Dunmore Park, the ancestral home of the Earls of Dunmore, includes a large country mansion, Dunmore House, and grounds which contain two large walled gardens. These walled gardens, built with high stone or brick walls, sheltered the gardens from wind and frost, with the possibility of creating a microclimate in which the ambient temperature could be raised a few degrees above that of the surrounding landscape.

A building containing a hothouse was built into one of these walls in 1761 by John Murray, the fourth Earl of Dunmore. The hothouse, which is located on the ground floor of this building, was used, among other things to grow pineapples. The hothouse was heated by a furnace system that circulated hot air through cavities in the wall construction of the building.

John Murray left Scotland after the initail building was built to become the last Colonial Governor of Virginia in America.
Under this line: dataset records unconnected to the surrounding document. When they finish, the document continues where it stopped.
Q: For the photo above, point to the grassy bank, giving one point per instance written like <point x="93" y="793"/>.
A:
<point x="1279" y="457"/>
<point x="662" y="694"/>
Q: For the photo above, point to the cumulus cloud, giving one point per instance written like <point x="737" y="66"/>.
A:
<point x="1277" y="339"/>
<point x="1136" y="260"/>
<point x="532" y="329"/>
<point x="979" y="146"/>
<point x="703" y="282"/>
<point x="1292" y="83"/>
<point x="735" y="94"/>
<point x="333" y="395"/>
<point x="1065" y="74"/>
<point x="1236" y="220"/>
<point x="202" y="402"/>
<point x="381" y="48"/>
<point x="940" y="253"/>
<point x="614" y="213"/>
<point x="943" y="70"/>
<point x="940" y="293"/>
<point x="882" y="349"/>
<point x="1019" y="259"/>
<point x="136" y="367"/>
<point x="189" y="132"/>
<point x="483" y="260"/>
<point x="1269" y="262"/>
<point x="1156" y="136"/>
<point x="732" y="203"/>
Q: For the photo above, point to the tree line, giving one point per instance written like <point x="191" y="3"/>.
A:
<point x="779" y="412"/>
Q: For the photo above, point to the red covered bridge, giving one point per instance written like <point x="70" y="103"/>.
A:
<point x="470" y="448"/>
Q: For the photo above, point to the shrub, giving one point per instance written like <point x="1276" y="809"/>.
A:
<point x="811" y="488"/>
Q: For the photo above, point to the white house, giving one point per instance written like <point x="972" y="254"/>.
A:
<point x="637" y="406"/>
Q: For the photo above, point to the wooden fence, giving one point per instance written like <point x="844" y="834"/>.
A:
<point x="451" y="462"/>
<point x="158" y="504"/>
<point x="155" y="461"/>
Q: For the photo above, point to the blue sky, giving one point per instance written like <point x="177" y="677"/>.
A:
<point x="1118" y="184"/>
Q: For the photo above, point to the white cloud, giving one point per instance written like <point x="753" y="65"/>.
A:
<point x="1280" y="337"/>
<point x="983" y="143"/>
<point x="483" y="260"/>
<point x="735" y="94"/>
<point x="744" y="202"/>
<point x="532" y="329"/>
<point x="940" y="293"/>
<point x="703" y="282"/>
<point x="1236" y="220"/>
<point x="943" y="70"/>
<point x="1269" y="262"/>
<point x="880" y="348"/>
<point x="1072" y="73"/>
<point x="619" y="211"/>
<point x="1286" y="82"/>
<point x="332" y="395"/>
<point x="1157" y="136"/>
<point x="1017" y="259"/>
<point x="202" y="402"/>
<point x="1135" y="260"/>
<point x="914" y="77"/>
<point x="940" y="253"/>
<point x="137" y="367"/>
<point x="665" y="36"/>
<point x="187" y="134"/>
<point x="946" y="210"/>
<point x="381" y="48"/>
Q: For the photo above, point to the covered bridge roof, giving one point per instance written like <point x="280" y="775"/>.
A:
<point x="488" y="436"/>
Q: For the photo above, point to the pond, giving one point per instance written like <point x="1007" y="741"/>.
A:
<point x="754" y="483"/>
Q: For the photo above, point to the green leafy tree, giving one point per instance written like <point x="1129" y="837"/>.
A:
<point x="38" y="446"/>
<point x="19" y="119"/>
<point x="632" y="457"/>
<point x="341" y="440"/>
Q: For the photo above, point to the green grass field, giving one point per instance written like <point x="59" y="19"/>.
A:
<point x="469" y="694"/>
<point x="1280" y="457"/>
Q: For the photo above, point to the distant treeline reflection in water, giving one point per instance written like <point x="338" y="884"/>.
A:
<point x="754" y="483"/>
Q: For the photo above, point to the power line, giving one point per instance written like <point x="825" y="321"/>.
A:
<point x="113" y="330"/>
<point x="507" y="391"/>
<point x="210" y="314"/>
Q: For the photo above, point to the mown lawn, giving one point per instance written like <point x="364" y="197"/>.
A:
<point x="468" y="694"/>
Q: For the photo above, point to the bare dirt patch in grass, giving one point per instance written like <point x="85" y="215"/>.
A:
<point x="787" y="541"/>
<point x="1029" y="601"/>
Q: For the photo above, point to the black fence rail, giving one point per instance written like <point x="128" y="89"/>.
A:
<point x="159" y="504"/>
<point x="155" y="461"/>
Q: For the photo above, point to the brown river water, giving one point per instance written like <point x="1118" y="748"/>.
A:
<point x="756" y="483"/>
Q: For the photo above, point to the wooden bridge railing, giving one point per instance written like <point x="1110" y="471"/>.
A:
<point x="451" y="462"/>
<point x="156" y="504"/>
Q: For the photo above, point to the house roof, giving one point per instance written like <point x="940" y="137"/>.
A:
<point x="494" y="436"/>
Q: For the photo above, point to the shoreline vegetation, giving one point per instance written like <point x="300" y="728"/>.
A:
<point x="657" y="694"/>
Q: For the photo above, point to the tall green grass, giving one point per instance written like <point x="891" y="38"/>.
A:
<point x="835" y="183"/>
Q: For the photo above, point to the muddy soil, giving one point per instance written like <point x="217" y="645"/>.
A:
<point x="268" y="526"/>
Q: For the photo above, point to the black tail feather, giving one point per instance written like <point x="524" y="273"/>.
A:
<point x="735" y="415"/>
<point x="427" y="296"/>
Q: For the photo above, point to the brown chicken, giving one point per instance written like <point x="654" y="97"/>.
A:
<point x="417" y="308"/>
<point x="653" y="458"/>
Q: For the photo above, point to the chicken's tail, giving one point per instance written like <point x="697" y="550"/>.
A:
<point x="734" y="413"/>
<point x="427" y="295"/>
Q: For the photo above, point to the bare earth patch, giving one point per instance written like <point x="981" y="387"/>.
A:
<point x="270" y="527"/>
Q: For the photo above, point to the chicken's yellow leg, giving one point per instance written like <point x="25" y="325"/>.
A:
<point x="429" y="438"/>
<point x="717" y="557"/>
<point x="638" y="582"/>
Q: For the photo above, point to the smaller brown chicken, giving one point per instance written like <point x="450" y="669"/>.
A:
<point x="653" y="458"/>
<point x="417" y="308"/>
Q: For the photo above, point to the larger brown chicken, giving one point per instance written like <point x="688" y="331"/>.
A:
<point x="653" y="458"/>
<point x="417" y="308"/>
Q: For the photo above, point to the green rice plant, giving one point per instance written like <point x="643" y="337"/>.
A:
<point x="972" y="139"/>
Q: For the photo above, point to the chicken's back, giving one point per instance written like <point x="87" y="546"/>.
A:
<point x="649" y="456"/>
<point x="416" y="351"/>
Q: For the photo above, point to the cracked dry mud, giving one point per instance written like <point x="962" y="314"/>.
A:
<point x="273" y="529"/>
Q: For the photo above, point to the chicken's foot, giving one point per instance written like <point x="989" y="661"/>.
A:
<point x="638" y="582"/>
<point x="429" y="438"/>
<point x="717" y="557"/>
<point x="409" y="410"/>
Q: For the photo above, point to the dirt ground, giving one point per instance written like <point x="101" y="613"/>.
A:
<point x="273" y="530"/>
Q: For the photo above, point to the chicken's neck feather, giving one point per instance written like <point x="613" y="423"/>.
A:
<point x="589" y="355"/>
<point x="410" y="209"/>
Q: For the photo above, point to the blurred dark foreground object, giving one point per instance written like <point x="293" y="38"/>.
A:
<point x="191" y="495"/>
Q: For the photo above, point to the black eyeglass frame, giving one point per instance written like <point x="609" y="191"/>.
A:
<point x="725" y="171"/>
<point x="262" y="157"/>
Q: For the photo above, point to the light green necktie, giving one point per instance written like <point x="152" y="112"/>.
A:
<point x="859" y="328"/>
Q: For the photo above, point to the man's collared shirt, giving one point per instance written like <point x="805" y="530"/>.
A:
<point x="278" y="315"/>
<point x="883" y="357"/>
Upon his return to Dunmore, he added the upper-floor pavilion or summerhouse with its pineapple-shaped cupola and the Palladian lower-floor portico to the building’s structure.

The pineapple is around 14 metres (46 ft) high and constitutes a stunning example of the stonemason’s craft, being a remarkably accurate depiction of a pineapple. Each of the curving stone leaves is separately drained to prevent frost damage, and the stiff serrated edges of the lowest and topmost leaves and the plum berry-like fruits are all cunningly graded so that water cannot accumulate anywhere, ensuring that frozen trapped water cannot damage the delicate stonework.